Crayonic Credential Manager

A role-aware web console for Microsoft Entra ID that lets administrators and standard users manage passkeys and, optionally, legacy-app passwords through the Crayonic Agent.

CCM admin dashboard

What CCM Is

CCM is a three-tier system:

  • SPA (React browser UI) — all user and admin workflows
  • Backend (.NET 8 REST API) — Graph proxy, token issuer, audit, persistence
  • Agent (local Python service on https://localhost:17620) — device operations and WebAuthn ceremonies that browsers cannot initiate cross-origin

The tool is designed for organizations deploying passwordless authentication at scale. Non-technical users (e.g. HR) can provision passkeys once it is configured.

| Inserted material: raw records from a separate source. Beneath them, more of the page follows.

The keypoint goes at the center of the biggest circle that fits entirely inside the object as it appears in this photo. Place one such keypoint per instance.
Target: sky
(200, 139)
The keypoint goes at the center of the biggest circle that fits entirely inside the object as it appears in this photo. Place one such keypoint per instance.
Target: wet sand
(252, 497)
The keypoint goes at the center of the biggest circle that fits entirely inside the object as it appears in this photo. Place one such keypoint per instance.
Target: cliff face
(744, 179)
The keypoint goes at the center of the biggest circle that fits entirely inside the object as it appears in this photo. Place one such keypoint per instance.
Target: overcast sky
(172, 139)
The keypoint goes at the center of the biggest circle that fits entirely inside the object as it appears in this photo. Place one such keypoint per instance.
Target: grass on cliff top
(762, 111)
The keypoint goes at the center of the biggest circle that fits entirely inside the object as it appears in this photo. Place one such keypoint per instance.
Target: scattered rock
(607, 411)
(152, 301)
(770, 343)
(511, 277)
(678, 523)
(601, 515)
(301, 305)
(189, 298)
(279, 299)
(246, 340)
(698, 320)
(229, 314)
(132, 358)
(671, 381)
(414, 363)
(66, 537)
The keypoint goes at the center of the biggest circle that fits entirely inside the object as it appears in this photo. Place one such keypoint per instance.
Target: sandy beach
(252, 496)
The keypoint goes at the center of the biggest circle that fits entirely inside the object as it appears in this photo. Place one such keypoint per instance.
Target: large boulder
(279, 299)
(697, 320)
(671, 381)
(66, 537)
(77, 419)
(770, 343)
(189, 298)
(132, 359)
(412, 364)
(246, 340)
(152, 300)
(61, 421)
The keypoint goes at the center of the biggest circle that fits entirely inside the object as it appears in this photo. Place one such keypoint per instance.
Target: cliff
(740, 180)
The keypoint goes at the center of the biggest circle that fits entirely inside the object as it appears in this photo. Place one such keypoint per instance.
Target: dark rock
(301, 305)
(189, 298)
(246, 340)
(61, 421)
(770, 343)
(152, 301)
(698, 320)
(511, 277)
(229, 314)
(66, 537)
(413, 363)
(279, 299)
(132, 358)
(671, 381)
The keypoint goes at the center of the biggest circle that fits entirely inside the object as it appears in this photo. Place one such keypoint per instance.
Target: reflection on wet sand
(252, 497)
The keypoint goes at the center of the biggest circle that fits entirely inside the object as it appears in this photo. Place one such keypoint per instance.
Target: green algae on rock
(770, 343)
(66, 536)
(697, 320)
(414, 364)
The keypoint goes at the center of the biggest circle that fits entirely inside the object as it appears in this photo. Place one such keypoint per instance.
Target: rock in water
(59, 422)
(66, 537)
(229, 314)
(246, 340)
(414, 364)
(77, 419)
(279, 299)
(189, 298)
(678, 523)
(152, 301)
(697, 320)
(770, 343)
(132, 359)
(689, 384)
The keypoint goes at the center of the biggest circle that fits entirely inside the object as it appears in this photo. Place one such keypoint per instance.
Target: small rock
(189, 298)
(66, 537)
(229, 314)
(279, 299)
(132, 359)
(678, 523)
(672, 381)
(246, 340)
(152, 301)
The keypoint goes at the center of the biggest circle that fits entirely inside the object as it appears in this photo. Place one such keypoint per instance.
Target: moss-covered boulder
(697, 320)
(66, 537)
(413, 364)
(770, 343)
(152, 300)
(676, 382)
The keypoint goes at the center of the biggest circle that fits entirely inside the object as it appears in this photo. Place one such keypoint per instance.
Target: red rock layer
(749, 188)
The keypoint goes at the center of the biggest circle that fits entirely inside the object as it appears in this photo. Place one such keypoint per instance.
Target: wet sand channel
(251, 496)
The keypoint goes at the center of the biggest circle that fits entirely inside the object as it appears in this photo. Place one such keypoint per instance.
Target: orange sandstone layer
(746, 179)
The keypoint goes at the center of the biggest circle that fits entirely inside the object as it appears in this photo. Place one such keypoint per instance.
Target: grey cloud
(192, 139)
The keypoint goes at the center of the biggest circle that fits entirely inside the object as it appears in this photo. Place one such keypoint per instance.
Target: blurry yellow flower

CCM is delivered as a hosted service. There is no end-user installer — administrators access it through a browser at the URL their organization has been provisioned with.

Feature Highlights

  • Multi-tenant support via MSAL Browser (PKCE)
  • Role-aware UI — Super Admin, Authentication Admin, Standard Admin, and Regular User views differ
  • Unified passkey view aligning Entra methods, wallet credentials, and CCM's local store with live Agent events
  • On-behalf (OBO) provisioning — create Entra FIDO2 methods via the Agent-backed hardware, with serial-number checks and duplicate warnings
  • Self-service with approvals — users can request, approve, finalize and delete their own passkeys; wallet-side creation allowed by policy
  • Device awareness — wallet list with status, capabilities, Agent health in header
  • Audit & reporting — filterable log with CCM/PWM categories and PDF export
  • Password Manager (preview) — shadow accounts (bulk CSV), connectors (AD/LDAP/SQL/SAP/custom with health tests), legacy-app detection rules, dashboard stats
  • Localization — EN, DE, FR, NL, PL, CS, SK

Video Tutorial

CCM Video Tutorial

The video walks through user creation, passkey management and the main administrative tasks.

Documentation

CCM ships with two screenshot-driven guides plus a security reference. Pick the one that matches your role:

  • End-User Manual — sign-in, My Passkeys, requesting and finalizing a passkey, approvals
  • Admin User Manual — dashboard, user search, on-behalf provisioning, wallet management, audit log, password-manager preview, system configuration
  • Security — credential handling, JWKS rotation, transport, audit and privacy details

Prerequisites

  • Modern browser (Chrome, Edge, Firefox, Brave, Safari) with WebAuthn support
  • Microsoft Entra ID account; admin actions additionally need an Entra directory role (see the Admin Manual for the role matrix)
  • For wallet operations: a Crayonic wallet connected to the local Crayonic Agent on the user's workstation
  • For self-service: an instance configured by your administrator

Deployment Notes

CCM is deployed centrally by your IT team — typically as a Docker Compose stack with the SPA, .NET backend, PostgreSQL, Redis and a TLS-terminating reverse proxy. End-points needed:

  • SPA — for example https://app.example.com
  • Backend — for example https://api.example.com
  • Agent — https://localhost:17620 on each user workstation (never exposed publicly)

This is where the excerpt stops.